What about venture? First, Anson wants to qualify the term as in his view too many people are talking just about early stage technology investing when they use the word. In part this may be because HarbourVest made a significant amount of tech VC commitments in the late 1990s and these – like everybody else's have suffered (one competitor acknowledged though that the firm has not been shy in declaring that these investments have disappointed).
Anson says today the firm is “relatively comfortable” remaining exposed to another key VC area – life sciences – but he has concerns about the industry as a whole. “European venture has unfortunately taken a giant step backwards along its evolutionary path because many firms were caught out by the crash and many GPs are now wondering, ‘what happens next…?’ What we have found is that a lot of the tourists have left, and you are left with a core group that looks more like a cottage industry than an asset class. I'd like to say we'll have as much as 20 per cent [of HIPEP IV] in European venture funds but I don't know if we'll get there.”

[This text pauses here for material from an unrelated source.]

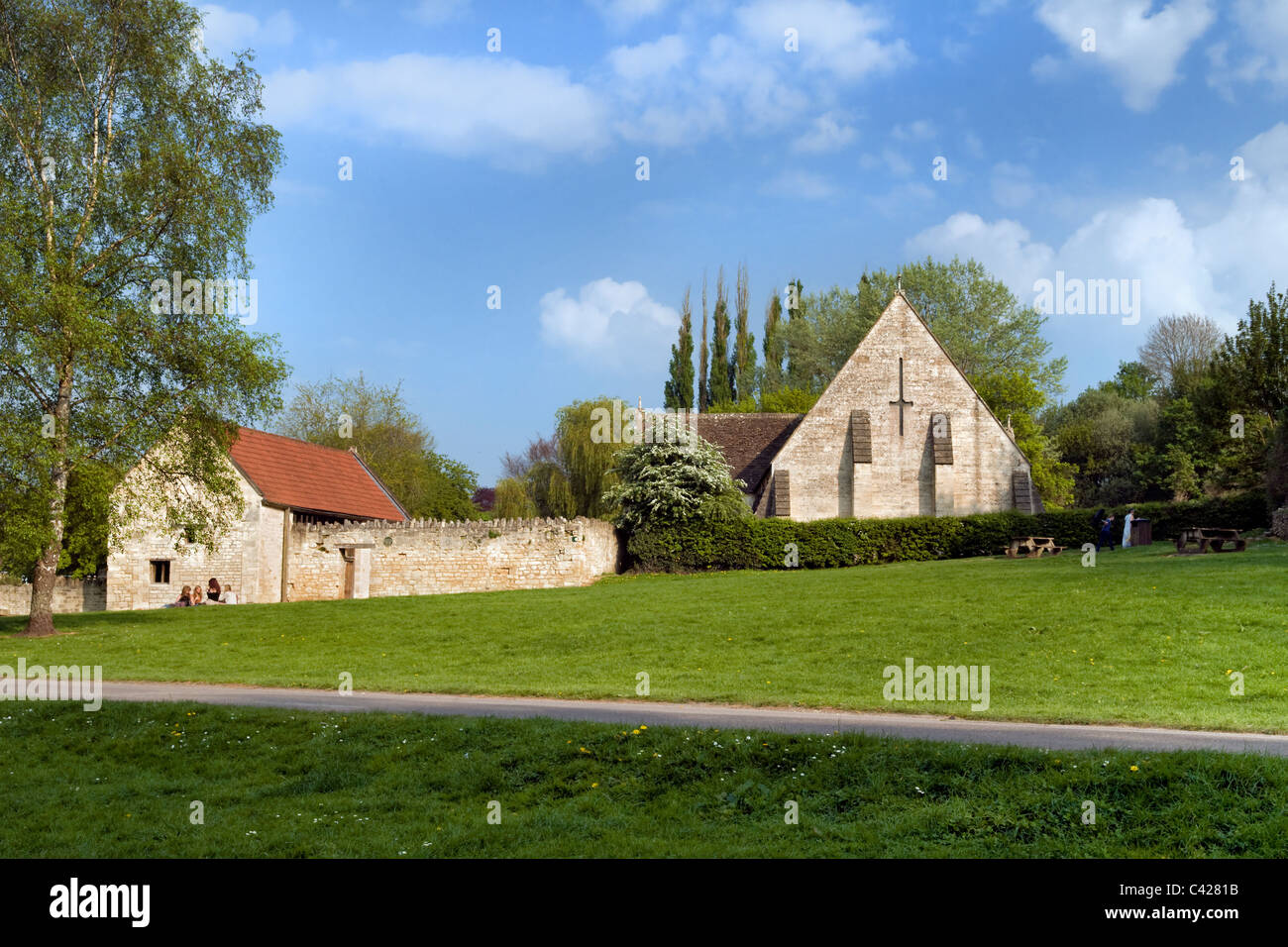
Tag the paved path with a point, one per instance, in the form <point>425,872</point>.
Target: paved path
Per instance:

One gets the sense that Anson is wary of making any grand predictions about how the firm's investment allocations will work out – it's not as if private equity, as he himself remarks, has the same kind of protocols as public equity investing. And there's plenty of alternatives within the asset class to explore. That may well mean that venture will occupy a markedly diminished position in the portfolio – and that the secondary market (for the moment) offers more compelling opportunities. Anson shows every sign of relishing this variety -knowing full well that having HarbourVest on your card gets you a prime seat at pretty well any table you want. To think otherwise would be stupid.

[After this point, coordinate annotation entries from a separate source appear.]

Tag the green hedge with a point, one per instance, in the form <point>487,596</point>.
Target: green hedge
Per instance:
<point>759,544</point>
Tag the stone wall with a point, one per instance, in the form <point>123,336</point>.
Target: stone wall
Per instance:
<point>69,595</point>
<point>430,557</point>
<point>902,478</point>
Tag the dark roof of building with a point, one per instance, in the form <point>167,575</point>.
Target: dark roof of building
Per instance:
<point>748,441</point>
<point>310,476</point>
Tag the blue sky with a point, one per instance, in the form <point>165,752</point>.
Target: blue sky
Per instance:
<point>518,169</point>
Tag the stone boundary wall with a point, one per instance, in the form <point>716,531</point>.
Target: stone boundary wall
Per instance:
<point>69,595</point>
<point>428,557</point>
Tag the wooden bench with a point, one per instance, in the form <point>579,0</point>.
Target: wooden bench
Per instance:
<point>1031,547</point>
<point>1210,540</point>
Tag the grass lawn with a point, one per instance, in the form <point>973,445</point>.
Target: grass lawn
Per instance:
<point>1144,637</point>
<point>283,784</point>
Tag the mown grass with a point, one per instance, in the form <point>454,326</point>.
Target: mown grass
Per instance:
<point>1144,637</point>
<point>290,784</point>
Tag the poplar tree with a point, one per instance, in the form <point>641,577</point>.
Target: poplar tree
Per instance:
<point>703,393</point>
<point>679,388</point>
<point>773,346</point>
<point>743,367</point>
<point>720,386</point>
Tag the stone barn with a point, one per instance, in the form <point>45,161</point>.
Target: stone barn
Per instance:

HarbourVest Partners' funds:
US Funds (year indicates year the fund was formed):
1982: John Hancock Venture Capital Fund LP $148m. Fund formed to invest in partnerships and direct investment opportunities.

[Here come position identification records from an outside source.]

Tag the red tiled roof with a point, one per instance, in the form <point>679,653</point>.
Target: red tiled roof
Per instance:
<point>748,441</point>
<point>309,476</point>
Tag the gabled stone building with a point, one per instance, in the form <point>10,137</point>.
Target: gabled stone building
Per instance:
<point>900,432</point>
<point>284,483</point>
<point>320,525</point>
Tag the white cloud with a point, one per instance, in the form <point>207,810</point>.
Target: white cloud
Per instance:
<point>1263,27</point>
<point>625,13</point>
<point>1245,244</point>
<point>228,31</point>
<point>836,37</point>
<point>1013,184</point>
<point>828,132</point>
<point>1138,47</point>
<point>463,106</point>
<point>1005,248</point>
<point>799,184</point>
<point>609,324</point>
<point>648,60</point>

1985: HarbourVest Partners II LP $200m. Fund formed to invest in partnerships and direct investments.
1988: HarbourVest Partners III LP $200m. Fund formed to invest in partnerships and direct investments.
1993: HarbourVest Partners IV Investment Program. $352m. Fund structured as two partnerships – the Partnership and Direct Fund. Partnership Fund invested in US primary and secondary private equity partnerships. Direct Fund made investments in U.S. operating companies.
1997: HarbourVest Partners V Investment Program. $1.01bn. Fund structured as two partnerships – the Partnership and Direct Fund. Partnership Fund invested in US primary and secondary private equity partnerships. Direct Fund made investments in US operating companies.
1999: HarbourVest Partners VI Investment Program. $4.62bn. The fund offers three programs – one for investment in large private equity funds with capital in excess of $2bn, one for investments in VC, smaller buyout funds, and special situation funds, and one solely for direct investments.
1990: HarbourVest International Private Equity Partners LP $250m. Fund invests in non-US private equity partnerships
as well as non-US direct investment opportunities.
1995: HarbourVest International Private Equity Partners II Investment Program. $950.5m. Fund structured as two partnerships – the Partnership and Direct Fund. Partnership Fund invested in non-US primary and secondary private equity partnerships. Direct Fund made investments in non-US operating companies.
1997: HarbourVest International Private Equity Partners III Investment Program. $2.12bn. Fund structured as two partnerships – the Partnership and Direct Fund. Partnership Fund invested in non-US primary and secondary private equity partnerships. Direct Fund made investments in non-US operating companies.
2000: HarbourVest International Private Equity Partners IV Investment Program. $2.808bn. Fund structured as two partnerships – the Partnership and Direct Fund. Partnership Fund invests in non-US primary and secondary private equity partnerships. Direct Fund makes investments in non-US operating companies.